AI of the beholder: Instead of destroying the arts, artificial intelligence will redeem them (Rina Furano, 11 May, 2025, The Critic)
This hysteria, while common, is by no means universal; some find this social flurry amusing, even exhilarating. Among musical conservatives and the younger generation of composers — groups with considerable overlap — hope is stirring. For decades, many have fruitlessly lamented the state of the classical music business in Europe: politically entrenched institutions, forced adhesion to atonality as the only accepted language of contemporary composition, cronyism, promotion of mediocre-but-concordant talent, systemic suppression of dissent and innovation. It seemed as if no human could ever change this; now it appears that technology will.
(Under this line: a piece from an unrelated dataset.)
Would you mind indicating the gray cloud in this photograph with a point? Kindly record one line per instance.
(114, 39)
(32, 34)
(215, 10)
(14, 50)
To those with traditional leanings, it is sweetly paradoxical that the modern anguish is most palpable in those who, for years, pretended to be the avant-garde: composers who forwent their own humanity by producing serial, aleatoric or fully electronic music. They are now the first in line to be automated away — by an artificial consciousness much more proficient in the creation of such soundscapes than they could ever hope to become. But they are not the only ones for the chop: All composers, living or dead, are up for a reckoning, and many will likely be rationalised away. Contrary to the ubiquitous doomsday predictions, this is good news — especially for aesthetic conservatives.